House - indeterminate date, Corrandrum, Co. Galway
Co. Galway |
House
In the townland of Corrandrum, in County Galway, there is a house that nobody can quite date.
It has been formally recorded as an archaeological monument, assigned a classification, and noted on the national register, yet the century in which it was built remains officially unresolved. That designation, indeterminate date, is rarer than it might sound. Most structures, even ruined ones, leave behind enough in their stonework, their mortar, or their ground plan to allow at least a rough attribution. That this one does not, or has not yet, gives it a quietly anomalous status among the catalogued built heritage of the west of Ireland.

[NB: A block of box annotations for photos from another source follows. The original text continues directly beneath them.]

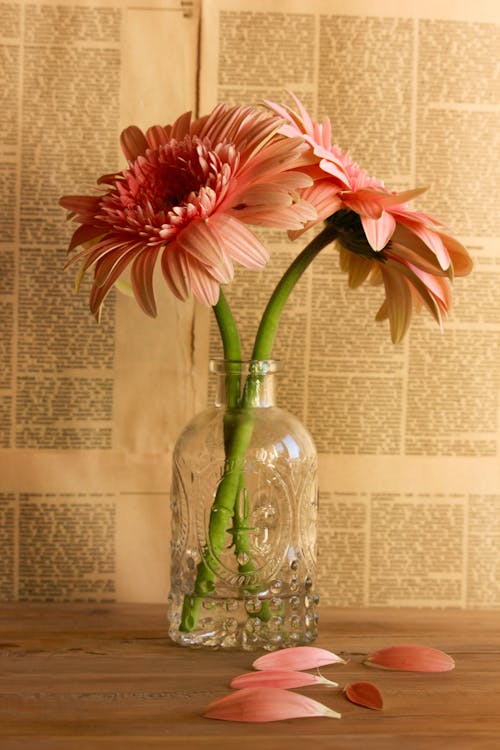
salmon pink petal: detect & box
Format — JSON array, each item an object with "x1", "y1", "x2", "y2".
[
  {"x1": 438, "y1": 232, "x2": 472, "y2": 276},
  {"x1": 365, "y1": 645, "x2": 455, "y2": 672},
  {"x1": 341, "y1": 188, "x2": 386, "y2": 219},
  {"x1": 361, "y1": 211, "x2": 396, "y2": 252},
  {"x1": 207, "y1": 214, "x2": 269, "y2": 269},
  {"x1": 381, "y1": 187, "x2": 429, "y2": 208},
  {"x1": 230, "y1": 669, "x2": 338, "y2": 688},
  {"x1": 204, "y1": 687, "x2": 341, "y2": 722},
  {"x1": 131, "y1": 246, "x2": 160, "y2": 318},
  {"x1": 252, "y1": 646, "x2": 346, "y2": 671},
  {"x1": 161, "y1": 242, "x2": 191, "y2": 300},
  {"x1": 344, "y1": 682, "x2": 384, "y2": 711}
]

Corrandrum is a small rural townland in Galway, part of a landscape that has been continuously settled, farmed, and abandoned in various configurations across many centuries. Houses in such townlands can range from early post-medieval vernacular dwellings to nineteenth-century cottages thrown up during periods of population growth, or left empty after the Famine. Without more detail from the physical record, it is impossible to say which tradition this structure belongs to, or whether it sits somewhere outside those familiar categories entirely. That uncertainty is not necessarily a failure of investigation; some buildings simply resist easy reading, particularly when they have been altered, reused, or left to decay in ways that obscure their original fabric.